Estamos, por tanto, atrapados en un capitalismo uterino. Un entorno ensamblado por multitud de dispositivos tecnológicos que permiten mantener las conductas y prevenir las contra-conductas.
«El entorno no es solo lo que es modificado por la tecnología, sino que cada vez está más constituido por la tecnología» (Yuk Hui, Machine et écologie). La unificación tecnológica en curso domestica a su comunidad mediante una modulación de las relaciones que mantienen su comunidad y su entorno. El capitalismo uterino controla su fertilidad y su esterilidad de manera que modula el comportamiento de su comunidad, lo que equivale a una operación de supresión de las formas de autonomía de las comunidades humanas en beneficio de la autonomía autorreguladora de la comunidad del capital. «El control de la población representa un tipo molar de gubernamentalidad, que trata a los seres humanos en grandes cantidades, de modo que su técnica solo puede implementarse mediante la mediación de leyes y reglamentos que tratan a cada sujeto como un ser igual y particular. Las invenciones tecnológicas desde el siglo XX completan este modo de control molar con un modo molecular, es decir, que cada ser humano es tratado como un individuo que difiere de los demás individuos. Estos individuos se definen por la relación entre el individuo y su entorno, constantemente captada y capitalizada en forma de datos. Esta forma de gubernamentalidad se volvió dominante durante la pandemia de coronavirus» (Yuk Hui, Machine et écologie). Es la realización de un gobierno de las cosas. Todo debe gobernar. Ninguna relación debe escapar al gobierno de las cosas, su ecología lo implica.

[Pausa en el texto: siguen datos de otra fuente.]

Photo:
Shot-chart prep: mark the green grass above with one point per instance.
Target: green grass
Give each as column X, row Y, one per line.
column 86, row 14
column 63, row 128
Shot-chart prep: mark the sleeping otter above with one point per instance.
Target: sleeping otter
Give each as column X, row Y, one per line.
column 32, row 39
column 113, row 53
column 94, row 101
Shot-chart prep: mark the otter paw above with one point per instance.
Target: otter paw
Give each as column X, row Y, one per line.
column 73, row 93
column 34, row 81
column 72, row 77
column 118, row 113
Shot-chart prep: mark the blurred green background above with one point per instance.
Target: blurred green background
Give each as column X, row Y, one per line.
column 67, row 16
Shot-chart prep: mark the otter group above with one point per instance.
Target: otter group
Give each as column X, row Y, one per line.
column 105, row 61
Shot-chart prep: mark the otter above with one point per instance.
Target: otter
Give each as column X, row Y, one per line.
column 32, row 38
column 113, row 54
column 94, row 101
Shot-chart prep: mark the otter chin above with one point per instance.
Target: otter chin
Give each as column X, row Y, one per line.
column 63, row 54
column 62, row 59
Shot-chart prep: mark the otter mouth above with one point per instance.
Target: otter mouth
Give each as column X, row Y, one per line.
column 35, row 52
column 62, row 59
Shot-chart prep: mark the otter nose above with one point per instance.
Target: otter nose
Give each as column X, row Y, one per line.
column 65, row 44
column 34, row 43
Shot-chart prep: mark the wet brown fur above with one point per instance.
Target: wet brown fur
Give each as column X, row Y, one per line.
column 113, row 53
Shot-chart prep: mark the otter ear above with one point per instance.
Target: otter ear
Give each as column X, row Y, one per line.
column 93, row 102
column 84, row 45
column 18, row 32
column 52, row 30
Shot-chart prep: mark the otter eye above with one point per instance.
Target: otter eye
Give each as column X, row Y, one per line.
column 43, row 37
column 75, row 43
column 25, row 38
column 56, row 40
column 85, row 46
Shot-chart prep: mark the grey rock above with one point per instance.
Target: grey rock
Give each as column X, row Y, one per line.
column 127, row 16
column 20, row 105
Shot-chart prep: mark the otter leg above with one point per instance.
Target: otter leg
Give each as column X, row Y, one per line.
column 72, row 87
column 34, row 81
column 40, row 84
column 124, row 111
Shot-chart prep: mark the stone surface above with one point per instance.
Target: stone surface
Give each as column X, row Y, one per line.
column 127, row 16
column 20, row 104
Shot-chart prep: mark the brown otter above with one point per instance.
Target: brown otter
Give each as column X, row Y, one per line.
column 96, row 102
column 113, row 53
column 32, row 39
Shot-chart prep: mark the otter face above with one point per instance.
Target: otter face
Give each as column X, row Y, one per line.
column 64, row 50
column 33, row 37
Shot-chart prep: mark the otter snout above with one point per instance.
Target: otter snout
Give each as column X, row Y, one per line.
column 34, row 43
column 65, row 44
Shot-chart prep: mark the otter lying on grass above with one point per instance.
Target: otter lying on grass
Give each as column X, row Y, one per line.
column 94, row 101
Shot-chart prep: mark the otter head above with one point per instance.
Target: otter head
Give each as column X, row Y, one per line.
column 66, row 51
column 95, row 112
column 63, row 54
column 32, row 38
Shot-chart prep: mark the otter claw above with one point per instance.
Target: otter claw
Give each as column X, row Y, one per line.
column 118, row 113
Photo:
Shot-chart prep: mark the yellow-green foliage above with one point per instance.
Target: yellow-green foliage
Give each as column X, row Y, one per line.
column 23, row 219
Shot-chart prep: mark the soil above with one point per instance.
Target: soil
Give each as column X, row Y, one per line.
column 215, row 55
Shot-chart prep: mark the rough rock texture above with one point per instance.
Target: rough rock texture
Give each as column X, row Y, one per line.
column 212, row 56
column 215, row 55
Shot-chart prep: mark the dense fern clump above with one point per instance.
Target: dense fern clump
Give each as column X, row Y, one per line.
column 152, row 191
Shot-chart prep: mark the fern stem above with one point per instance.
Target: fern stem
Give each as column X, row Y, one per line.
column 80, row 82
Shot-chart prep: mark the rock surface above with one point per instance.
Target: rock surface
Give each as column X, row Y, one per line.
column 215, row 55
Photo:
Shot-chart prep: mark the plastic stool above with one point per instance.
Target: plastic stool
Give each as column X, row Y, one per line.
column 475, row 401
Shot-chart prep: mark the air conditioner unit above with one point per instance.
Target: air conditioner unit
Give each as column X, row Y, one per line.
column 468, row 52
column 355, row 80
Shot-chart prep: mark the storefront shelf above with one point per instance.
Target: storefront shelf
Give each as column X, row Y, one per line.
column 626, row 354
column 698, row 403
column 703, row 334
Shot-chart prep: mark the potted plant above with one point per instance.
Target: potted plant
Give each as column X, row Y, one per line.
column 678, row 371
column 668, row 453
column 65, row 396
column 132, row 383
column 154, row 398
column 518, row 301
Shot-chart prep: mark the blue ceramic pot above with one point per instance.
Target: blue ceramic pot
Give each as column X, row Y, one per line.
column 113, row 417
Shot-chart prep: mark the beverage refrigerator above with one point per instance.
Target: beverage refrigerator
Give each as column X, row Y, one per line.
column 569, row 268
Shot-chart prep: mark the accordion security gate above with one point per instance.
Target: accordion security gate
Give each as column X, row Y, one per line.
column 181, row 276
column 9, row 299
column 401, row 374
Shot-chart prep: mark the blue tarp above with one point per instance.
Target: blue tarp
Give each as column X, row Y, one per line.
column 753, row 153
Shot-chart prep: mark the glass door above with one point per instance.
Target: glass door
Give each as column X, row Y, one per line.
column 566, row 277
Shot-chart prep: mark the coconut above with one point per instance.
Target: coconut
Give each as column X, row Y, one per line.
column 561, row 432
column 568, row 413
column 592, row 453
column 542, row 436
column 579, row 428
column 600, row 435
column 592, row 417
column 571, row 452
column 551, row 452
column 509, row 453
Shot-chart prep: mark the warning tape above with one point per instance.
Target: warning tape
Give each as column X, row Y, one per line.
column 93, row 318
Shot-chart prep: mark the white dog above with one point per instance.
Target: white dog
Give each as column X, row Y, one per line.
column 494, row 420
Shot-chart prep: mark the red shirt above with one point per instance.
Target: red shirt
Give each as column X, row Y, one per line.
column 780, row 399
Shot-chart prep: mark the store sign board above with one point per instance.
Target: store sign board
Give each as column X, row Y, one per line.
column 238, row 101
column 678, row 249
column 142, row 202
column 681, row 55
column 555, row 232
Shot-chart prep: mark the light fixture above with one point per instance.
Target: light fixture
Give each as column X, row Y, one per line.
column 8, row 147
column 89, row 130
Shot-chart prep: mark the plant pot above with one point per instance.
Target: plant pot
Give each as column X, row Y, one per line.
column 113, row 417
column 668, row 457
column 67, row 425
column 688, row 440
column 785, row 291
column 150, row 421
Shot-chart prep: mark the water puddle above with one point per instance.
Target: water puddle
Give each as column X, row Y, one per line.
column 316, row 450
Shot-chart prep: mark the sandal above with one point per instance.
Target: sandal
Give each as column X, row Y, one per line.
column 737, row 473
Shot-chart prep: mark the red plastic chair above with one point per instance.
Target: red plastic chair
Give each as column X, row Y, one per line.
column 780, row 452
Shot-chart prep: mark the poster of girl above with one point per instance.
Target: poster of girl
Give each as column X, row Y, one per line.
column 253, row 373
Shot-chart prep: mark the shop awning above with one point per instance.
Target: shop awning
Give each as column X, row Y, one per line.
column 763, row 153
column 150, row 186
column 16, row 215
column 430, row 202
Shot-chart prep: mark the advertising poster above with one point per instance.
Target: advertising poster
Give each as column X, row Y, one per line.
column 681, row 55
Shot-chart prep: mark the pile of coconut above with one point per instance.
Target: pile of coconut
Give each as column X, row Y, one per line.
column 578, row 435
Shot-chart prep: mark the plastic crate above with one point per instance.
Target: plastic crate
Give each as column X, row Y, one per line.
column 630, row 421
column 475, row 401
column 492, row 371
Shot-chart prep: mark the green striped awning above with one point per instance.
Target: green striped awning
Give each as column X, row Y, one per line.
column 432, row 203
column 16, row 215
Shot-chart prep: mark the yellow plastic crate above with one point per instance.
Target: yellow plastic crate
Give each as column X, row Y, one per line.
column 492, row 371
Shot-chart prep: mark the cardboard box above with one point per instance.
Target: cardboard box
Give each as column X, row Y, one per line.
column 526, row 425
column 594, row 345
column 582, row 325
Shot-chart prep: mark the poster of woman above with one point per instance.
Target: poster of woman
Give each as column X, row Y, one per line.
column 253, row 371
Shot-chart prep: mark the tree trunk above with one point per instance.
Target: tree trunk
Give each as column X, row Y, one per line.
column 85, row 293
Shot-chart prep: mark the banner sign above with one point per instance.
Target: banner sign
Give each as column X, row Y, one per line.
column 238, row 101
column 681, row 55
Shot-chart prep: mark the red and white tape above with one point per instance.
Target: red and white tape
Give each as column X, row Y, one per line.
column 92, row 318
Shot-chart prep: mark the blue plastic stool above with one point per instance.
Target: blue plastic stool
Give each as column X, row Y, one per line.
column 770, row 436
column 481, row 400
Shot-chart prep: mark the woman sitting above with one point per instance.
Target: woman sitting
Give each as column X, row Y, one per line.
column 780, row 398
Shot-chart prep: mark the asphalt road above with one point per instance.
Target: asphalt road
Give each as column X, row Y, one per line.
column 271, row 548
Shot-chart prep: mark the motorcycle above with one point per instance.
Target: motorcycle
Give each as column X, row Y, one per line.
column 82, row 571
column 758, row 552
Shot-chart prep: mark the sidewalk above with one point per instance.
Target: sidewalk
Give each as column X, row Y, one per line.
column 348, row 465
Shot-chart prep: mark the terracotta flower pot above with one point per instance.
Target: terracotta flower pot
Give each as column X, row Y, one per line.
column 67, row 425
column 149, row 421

El nervio de la guerra que libra el capitalismo cibernetizado corresponde a la destrucción de las ontologías que alteran su proyecto de naturalización de su forma de vida como un absoluto. Es la gran reelaboración constante de la cartografía de las ontologías. La estrategia empleada es simplemente la binarización del mundo, en la que cada uno ejerce sobre sí y sobre el otro una violencia a través de la omnipotencia de ese poder ambiental, cada uno es al mismo tiempo esclavo y amo, pues el interés común otorga a todos derechos comunes e impone deberes comunes. Todo se reduce entonces a una cuestión de 0 y 1.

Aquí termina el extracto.